Computers are capable of processing non-numerical data called character data. In computer terminology, a sequence of characters is called a string.
Basic terminology
Every programming language consists of a character set. A character set will have alphabets, numbers and special characters. A finite sequence of zero or more characters from the character set is called a string.
Strings are represented by enclosing inside quotation marks.
A string with length 0 is called an empty string.
Let A and B be two strings.
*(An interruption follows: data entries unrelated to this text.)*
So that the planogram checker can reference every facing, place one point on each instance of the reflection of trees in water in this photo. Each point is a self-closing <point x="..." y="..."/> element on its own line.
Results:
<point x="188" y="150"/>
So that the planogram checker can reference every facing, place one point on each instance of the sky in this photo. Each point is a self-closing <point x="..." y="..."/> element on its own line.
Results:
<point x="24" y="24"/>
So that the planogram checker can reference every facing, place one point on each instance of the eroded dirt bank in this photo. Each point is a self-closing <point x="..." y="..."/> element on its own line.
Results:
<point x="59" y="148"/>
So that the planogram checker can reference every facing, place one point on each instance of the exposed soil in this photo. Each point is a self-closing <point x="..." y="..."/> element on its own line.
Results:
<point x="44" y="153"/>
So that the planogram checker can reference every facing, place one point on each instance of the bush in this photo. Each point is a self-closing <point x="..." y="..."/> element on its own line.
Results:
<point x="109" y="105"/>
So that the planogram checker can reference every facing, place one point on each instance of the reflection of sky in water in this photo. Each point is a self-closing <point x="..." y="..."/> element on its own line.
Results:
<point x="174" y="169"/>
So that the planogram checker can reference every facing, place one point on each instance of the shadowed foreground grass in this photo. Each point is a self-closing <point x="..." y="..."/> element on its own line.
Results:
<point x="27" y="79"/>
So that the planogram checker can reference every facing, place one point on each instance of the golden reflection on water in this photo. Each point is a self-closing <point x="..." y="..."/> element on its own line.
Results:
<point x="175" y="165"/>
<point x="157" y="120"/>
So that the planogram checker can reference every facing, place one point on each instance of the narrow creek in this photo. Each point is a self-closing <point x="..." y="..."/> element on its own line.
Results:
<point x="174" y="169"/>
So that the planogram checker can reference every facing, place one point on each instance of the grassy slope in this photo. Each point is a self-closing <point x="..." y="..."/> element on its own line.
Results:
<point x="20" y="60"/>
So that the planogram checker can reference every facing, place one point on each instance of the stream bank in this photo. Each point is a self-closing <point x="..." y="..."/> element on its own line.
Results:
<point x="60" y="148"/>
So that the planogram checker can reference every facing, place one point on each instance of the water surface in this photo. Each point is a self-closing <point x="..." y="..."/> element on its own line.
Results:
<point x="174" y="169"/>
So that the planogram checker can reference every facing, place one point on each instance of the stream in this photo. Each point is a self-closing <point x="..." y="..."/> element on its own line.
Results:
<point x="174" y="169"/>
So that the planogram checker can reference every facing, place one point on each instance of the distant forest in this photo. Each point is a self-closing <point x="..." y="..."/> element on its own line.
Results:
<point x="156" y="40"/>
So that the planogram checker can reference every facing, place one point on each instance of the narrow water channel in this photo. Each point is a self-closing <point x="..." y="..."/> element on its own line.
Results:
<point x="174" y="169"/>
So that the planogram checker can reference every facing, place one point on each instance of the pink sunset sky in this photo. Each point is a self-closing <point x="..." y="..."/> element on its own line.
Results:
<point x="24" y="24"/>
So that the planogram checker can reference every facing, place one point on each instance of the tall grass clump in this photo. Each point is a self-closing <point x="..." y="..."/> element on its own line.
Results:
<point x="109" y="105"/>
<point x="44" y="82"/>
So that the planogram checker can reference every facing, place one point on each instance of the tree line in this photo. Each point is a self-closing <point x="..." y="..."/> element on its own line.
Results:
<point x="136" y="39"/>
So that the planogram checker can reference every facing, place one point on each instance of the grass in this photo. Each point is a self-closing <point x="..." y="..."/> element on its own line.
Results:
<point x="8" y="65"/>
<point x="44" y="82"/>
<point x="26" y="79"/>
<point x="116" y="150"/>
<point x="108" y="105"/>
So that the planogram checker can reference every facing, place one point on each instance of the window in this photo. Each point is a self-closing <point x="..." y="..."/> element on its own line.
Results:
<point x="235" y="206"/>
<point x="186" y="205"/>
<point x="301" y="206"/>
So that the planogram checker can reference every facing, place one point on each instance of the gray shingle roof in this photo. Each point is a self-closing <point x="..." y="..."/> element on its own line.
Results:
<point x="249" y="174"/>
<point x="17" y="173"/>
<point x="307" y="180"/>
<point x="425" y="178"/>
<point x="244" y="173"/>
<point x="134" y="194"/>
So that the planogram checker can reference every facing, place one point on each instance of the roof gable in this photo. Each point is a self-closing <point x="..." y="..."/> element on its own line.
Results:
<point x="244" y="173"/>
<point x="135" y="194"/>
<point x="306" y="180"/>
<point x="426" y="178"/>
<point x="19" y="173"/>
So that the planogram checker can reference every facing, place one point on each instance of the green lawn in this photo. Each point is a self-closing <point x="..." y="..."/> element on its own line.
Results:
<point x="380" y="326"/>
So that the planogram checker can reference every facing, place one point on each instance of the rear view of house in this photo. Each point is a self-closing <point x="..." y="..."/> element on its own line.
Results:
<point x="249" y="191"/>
A string consisting of characters in A followed by characters in B is called concatenation of A and B. It is often represented as A//B.
Suppose string A = ‘Hello’ and B = ‘World’ then A//B will be ‘HelloWorld’.
A string Q is called a substring of a string S, if there exist strings P and R such that S=P//Q//R.
Suppose S=”Evening” then ‘Ev’, ‘ni’, ‘ng’… are the substrings of S.
String storage
Generally three types of structures are used to store strings.
- Fixed length structure: In a fixed-length structure, each line of print is viewed as a record. All records have the same length.
- Variable-length storage: Variable length strings can be stored in memory cells either by using a marker like $$ or \0 to represent the end of the string or by listing the length of the string as an additional element in a pointer array.
- Linked Storage: We use a linked list to store strings. It helps to easily delete, change, and insert words, sentences even paragraphs in the text. A linked list is an ordered sequence of nodes, where each node contains a link which has the address of the next node in the list. Here each node is assigned one character or a fixed number of characters.